Julio I

1 0 0
                                    



Que espectáculo sangriento. El indio clava sus hachas, profundas, las saca del cuerpo de Elena atada mientras intento romper la puta manija que cede, poco a poco, para llegar al arma y terminar con esto. Ahora toma la botella de alcohol otra vez y, como hace unos minutos, la vierte sobre la sangre fresca donde hierve. Elena da otro alarido. La veo sufrir. Es terrible, saca un soplete pequeño para cerrar las heridas y continuar ese juego macabro y sádico. Lo enciende y sopla sobre la carne bañada en alcohol que comienza a ahumarse.

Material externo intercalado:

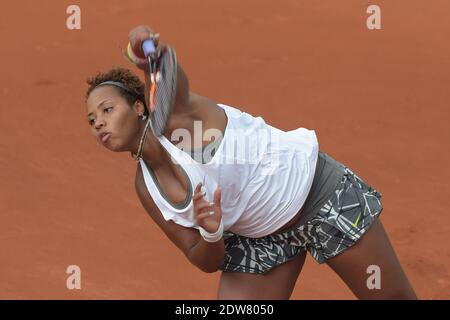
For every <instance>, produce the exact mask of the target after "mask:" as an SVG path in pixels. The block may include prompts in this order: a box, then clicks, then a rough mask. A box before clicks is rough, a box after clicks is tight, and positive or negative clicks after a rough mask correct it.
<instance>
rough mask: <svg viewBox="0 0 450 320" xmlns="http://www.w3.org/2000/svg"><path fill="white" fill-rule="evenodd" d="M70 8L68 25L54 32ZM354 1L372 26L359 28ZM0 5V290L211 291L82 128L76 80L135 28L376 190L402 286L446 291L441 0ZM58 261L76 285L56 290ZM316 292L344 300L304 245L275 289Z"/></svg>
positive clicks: (77, 86)
mask: <svg viewBox="0 0 450 320" xmlns="http://www.w3.org/2000/svg"><path fill="white" fill-rule="evenodd" d="M71 4H77V5H79V6H80V7H81V30H74V31H70V30H67V28H66V18H67V17H68V14H66V8H67V7H68V6H69V5H71ZM370 4H377V5H379V6H380V7H381V10H382V30H374V31H370V30H368V29H367V27H366V18H367V16H368V14H367V13H366V9H367V7H368V5H370ZM0 12H1V13H0V14H1V19H0V39H1V42H2V44H1V60H0V63H1V68H0V70H1V77H0V101H1V109H0V137H1V138H0V168H1V169H0V228H1V231H0V240H1V241H0V298H2V299H23V298H31V299H53V298H56V299H75V298H77V299H78V298H81V299H121V298H123V299H214V298H215V297H216V290H217V287H218V281H219V276H220V273H219V272H217V273H213V274H206V273H203V272H201V271H200V270H198V269H196V268H195V267H194V266H192V265H191V264H190V263H189V261H188V260H187V259H186V258H185V257H184V255H183V254H182V253H181V251H179V250H178V249H177V248H176V247H175V246H174V245H173V244H172V243H171V242H170V241H169V240H168V239H167V238H166V236H165V235H164V234H163V233H162V231H160V230H159V228H158V227H157V225H156V224H155V223H154V222H153V221H152V220H151V218H150V217H149V216H148V215H147V214H146V212H145V211H144V209H143V208H142V207H141V205H140V203H139V202H138V198H137V196H136V194H135V191H134V174H135V170H136V163H135V162H134V161H133V160H132V159H131V157H130V155H129V154H128V153H123V154H114V153H111V152H110V151H108V150H106V149H104V148H102V147H99V146H98V145H97V144H96V142H95V140H94V138H93V137H92V136H91V134H90V131H89V128H88V125H87V121H86V112H85V105H84V94H85V90H86V87H87V86H86V84H85V79H86V78H87V77H89V76H91V75H93V74H94V73H96V72H98V71H105V70H107V69H108V68H110V67H112V66H118V65H121V66H126V67H130V68H133V66H132V65H130V64H129V63H128V62H127V61H126V60H125V59H124V58H123V57H122V56H121V52H120V49H119V48H120V47H121V46H122V47H123V46H125V45H126V43H127V35H128V32H129V30H130V29H131V28H132V27H135V26H136V25H138V24H148V25H150V26H152V27H153V28H154V30H155V31H157V32H160V33H161V39H162V41H164V42H167V43H170V44H172V45H173V46H174V47H175V49H176V50H177V53H178V57H179V62H180V63H181V64H182V65H183V66H184V68H185V70H186V71H187V73H188V75H189V77H190V82H191V87H192V90H193V91H195V92H198V93H200V94H202V95H205V96H208V97H210V98H212V99H214V100H215V101H216V102H220V103H226V104H230V105H233V106H236V107H237V108H240V109H242V110H244V111H246V112H249V113H251V114H253V115H255V116H262V117H263V118H264V119H265V120H266V121H267V122H268V123H269V124H271V125H273V126H276V127H279V128H281V129H283V130H292V129H295V128H298V127H305V128H308V129H313V130H315V131H316V134H317V136H318V139H319V142H320V148H321V150H323V151H325V152H327V153H328V154H330V155H331V156H333V157H334V158H336V159H337V160H338V161H340V162H342V163H344V164H345V165H347V166H349V167H350V168H351V169H353V170H354V171H355V172H356V173H358V174H359V175H360V176H361V177H362V178H363V179H364V180H366V181H367V182H368V183H369V184H371V185H372V186H373V187H375V188H376V189H377V190H379V191H380V192H382V194H383V198H382V200H383V205H384V211H383V214H382V221H383V223H384V225H385V228H386V229H387V231H388V233H389V235H390V237H391V241H392V242H393V245H394V247H395V248H396V251H397V254H398V255H399V258H400V260H401V262H402V263H403V266H404V268H405V270H406V272H407V274H408V276H409V277H410V279H411V281H412V284H413V286H414V287H415V289H416V291H417V293H418V295H419V297H420V298H424V299H443V298H449V297H450V274H449V267H448V266H449V265H450V252H449V242H450V241H449V240H450V226H449V222H450V215H449V210H450V205H449V202H450V200H449V199H450V188H449V181H450V173H449V170H448V164H449V163H450V154H449V142H450V140H449V138H450V136H449V129H448V121H449V119H450V117H449V115H450V112H449V107H450V106H449V101H450V90H449V88H450V72H449V71H450V42H449V41H448V40H449V33H450V19H449V12H450V2H449V1H448V0H433V1H419V0H415V1H412V0H407V1H406V0H403V1H380V0H377V1H361V0H351V1H350V0H346V1H333V0H326V1H324V0H321V1H316V0H308V1H300V0H283V1H278V2H274V1H269V0H245V1H242V0H226V1H224V0H220V1H219V0H217V1H206V0H189V1H181V0H180V1H176V0H159V1H153V0H133V1H123V0H120V1H119V0H108V1H106V0H102V1H99V0H96V1H87V0H85V1H62V0H58V1H57V0H54V1H50V0H47V1H32V0H28V1H24V0H21V1H8V2H7V3H6V2H5V3H2V6H1V7H0ZM134 70H135V71H138V70H137V69H134ZM223 192H226V190H224V191H223ZM69 265H78V266H80V268H81V286H82V289H81V290H72V291H71V290H68V289H67V288H66V278H67V277H68V275H67V274H66V268H67V266H69ZM317 298H318V299H354V296H353V294H352V293H351V292H350V290H349V289H348V288H347V287H346V286H345V285H344V283H343V282H342V281H341V280H340V279H339V278H338V277H337V276H336V275H335V274H334V273H333V272H332V271H331V269H329V268H328V267H327V266H326V265H318V264H317V263H316V262H315V261H314V260H313V259H312V258H311V257H310V256H308V258H307V261H306V264H305V267H304V269H303V272H302V273H301V275H300V277H299V279H298V281H297V284H296V287H295V290H294V293H293V295H292V299H317Z"/></svg>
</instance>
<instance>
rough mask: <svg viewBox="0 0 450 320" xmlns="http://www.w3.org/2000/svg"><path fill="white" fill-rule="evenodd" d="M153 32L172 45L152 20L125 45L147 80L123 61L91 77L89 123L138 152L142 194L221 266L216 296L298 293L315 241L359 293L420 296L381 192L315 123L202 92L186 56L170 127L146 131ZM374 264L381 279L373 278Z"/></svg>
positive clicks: (367, 298)
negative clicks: (144, 81)
mask: <svg viewBox="0 0 450 320" xmlns="http://www.w3.org/2000/svg"><path fill="white" fill-rule="evenodd" d="M148 39H152V41H153V42H154V44H155V47H156V52H155V56H156V57H158V58H161V57H164V55H166V54H168V46H166V45H164V44H160V43H159V37H158V35H154V33H153V32H152V30H151V29H150V28H149V27H146V26H139V27H137V28H135V29H133V30H132V31H131V32H130V34H129V50H128V56H129V58H130V59H131V60H132V61H133V63H135V64H136V65H137V67H138V68H139V69H141V70H143V71H144V75H145V82H146V83H145V84H143V83H142V82H141V81H140V80H139V78H138V77H137V76H136V75H134V74H133V73H131V72H130V71H129V70H127V69H123V68H114V69H111V70H110V71H108V72H105V73H99V74H97V75H96V76H94V77H93V78H91V79H89V80H88V84H89V88H88V91H87V100H86V105H87V116H88V122H89V125H90V128H91V131H92V133H93V134H94V136H95V137H96V138H97V139H98V140H99V141H100V142H101V143H102V145H103V146H105V147H106V148H107V149H109V150H111V151H115V152H130V153H131V155H132V157H133V158H134V159H135V160H138V165H137V171H136V177H135V186H136V192H137V195H138V197H139V199H140V201H141V202H142V205H143V206H144V208H145V209H146V211H147V212H148V214H149V215H150V216H151V218H152V219H153V220H154V221H155V222H156V223H157V224H158V226H159V227H160V228H161V230H162V231H163V232H164V233H165V234H166V235H167V237H168V238H169V239H170V240H171V241H172V242H173V243H174V244H175V245H176V246H177V247H178V248H179V249H180V250H182V252H183V253H184V254H185V256H186V257H187V259H189V261H190V262H191V263H192V264H193V265H195V266H197V267H198V268H199V269H201V270H202V271H204V272H216V271H218V270H221V272H222V273H221V277H220V284H219V289H218V298H219V299H289V297H290V296H291V293H292V290H293V288H294V286H295V283H296V280H297V278H298V276H299V274H300V271H301V269H302V267H303V264H304V261H305V257H306V252H310V254H311V255H312V257H313V258H314V259H315V260H316V261H317V262H319V263H326V264H328V265H329V266H330V267H331V268H332V269H333V270H334V271H335V272H336V273H337V274H338V276H339V277H340V278H341V279H342V280H343V281H344V282H345V283H346V284H347V286H348V287H349V288H350V289H351V290H352V291H353V293H354V294H355V295H356V296H357V297H358V298H361V299H414V298H416V296H415V293H414V290H413V288H412V287H411V285H410V283H409V281H408V279H407V277H406V275H405V273H404V272H403V269H402V267H401V265H400V263H399V261H398V259H397V257H396V254H395V252H394V249H393V248H392V246H391V244H390V242H389V239H388V236H387V235H386V233H385V231H384V228H383V225H382V223H381V221H380V219H379V214H380V213H381V211H382V210H383V208H382V204H381V201H380V198H381V193H379V192H378V191H377V190H375V189H374V188H372V187H371V186H370V185H369V184H367V183H366V182H365V181H364V180H363V179H361V178H360V177H359V176H358V175H356V174H355V173H354V172H352V171H351V169H350V168H348V167H346V166H345V165H343V164H341V163H340V162H338V161H336V160H335V159H333V158H332V157H330V156H329V155H328V154H326V153H324V152H323V151H321V150H320V149H319V144H318V141H317V137H316V135H315V132H314V131H313V130H308V129H305V128H298V129H296V130H292V131H287V132H285V131H282V130H280V129H277V128H274V127H272V126H270V125H268V124H267V123H266V122H265V121H264V119H262V118H261V117H254V116H252V115H250V114H248V113H246V112H243V111H241V110H239V109H237V108H235V107H232V106H230V105H226V104H220V103H216V102H214V101H212V100H211V99H209V98H206V97H203V96H201V95H199V94H196V93H194V92H192V91H190V89H189V81H188V78H187V75H186V74H185V72H184V71H183V69H182V68H181V66H180V65H179V63H177V64H176V70H177V73H176V74H177V77H176V91H175V93H174V95H173V96H174V99H173V100H174V102H173V109H172V110H171V112H170V115H169V116H168V119H167V123H166V124H165V126H164V130H163V131H162V132H161V133H162V134H161V135H158V134H155V131H154V130H148V123H149V121H148V119H149V117H152V115H153V112H154V111H153V108H151V105H152V101H153V100H152V94H149V92H152V91H151V87H152V84H154V83H155V81H156V82H157V81H158V80H157V79H156V78H158V77H153V76H150V74H149V71H148V70H149V65H148V62H147V61H148V60H145V54H144V52H143V50H142V43H143V42H144V41H145V40H148ZM158 92H159V91H156V95H158ZM153 93H154V91H153ZM149 107H150V108H149ZM374 265H375V266H377V267H379V270H380V277H381V287H380V288H378V287H377V288H373V287H371V286H369V285H368V282H367V279H368V277H369V274H368V273H367V270H368V268H370V267H371V266H374Z"/></svg>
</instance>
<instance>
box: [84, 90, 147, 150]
mask: <svg viewBox="0 0 450 320" xmlns="http://www.w3.org/2000/svg"><path fill="white" fill-rule="evenodd" d="M86 106H87V120H88V123H89V126H90V128H91V132H92V134H93V135H94V136H95V138H96V139H97V140H98V141H99V143H100V144H102V145H103V146H104V147H106V148H107V149H109V150H111V151H115V152H121V151H131V150H132V148H133V146H134V145H135V143H136V137H137V136H138V135H139V129H140V127H139V118H138V112H139V110H137V108H135V106H133V107H132V106H130V105H129V104H128V102H127V100H126V99H125V98H124V97H122V96H121V95H120V93H119V91H118V90H117V89H116V88H115V87H113V86H108V85H105V86H101V87H98V88H96V89H94V90H93V91H92V92H91V93H90V94H89V97H88V99H87V102H86ZM141 113H142V112H141Z"/></svg>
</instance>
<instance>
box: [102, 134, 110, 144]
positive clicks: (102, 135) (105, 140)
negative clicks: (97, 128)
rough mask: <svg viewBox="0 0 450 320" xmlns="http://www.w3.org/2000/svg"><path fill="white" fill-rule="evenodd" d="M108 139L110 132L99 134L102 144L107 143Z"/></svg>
mask: <svg viewBox="0 0 450 320" xmlns="http://www.w3.org/2000/svg"><path fill="white" fill-rule="evenodd" d="M109 137H111V132H104V133H102V134H100V140H102V142H103V143H105V142H106V141H108V139H109Z"/></svg>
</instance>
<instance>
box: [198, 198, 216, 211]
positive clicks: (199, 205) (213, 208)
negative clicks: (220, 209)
mask: <svg viewBox="0 0 450 320" xmlns="http://www.w3.org/2000/svg"><path fill="white" fill-rule="evenodd" d="M195 209H196V211H197V212H198V213H203V211H205V210H206V211H208V212H210V211H214V203H212V202H206V201H204V202H202V203H199V204H197V205H196V208H195Z"/></svg>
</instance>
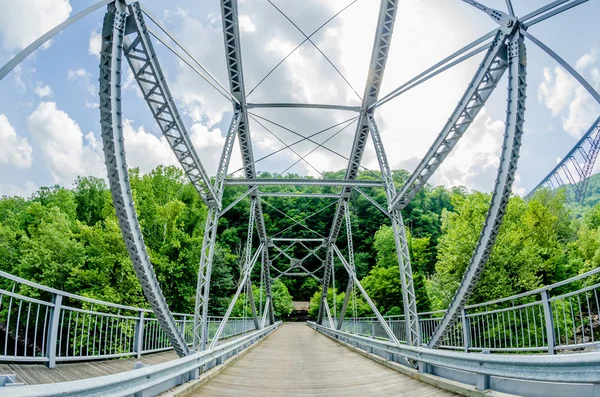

El indio está estirando la agonía para gozar. Esto no lo hace por primera vez, lo leí en los documentos encontrados en el departamento del segundo de los muertos de esta historia. Esos Costas y Reyes, los que fueron enviados a matar a su familia fueron atrapados por él y Alberto. Los obligó, atados con alambre de púa a un gran tronco, a que revelasen cómo habían actuado frente a los suyos, cómo los mataron, para alimentar su odio, su sed de venganza. Cuando terminaron, entre suplicas de piedad y llanto, les cortó los dedos de las manos, luego la mano, luego el codo, luego el brazo, quemando, cortando, quemando, cortando, quemando. Como ahora. Hasta que sintió que la justicia actuaba perfecta, no paró. No sé cuánto pueda aguantar Elena, si no me suelto no tendrá salvación, me interesa que este viva, al fin y al cabo, es mi hermana.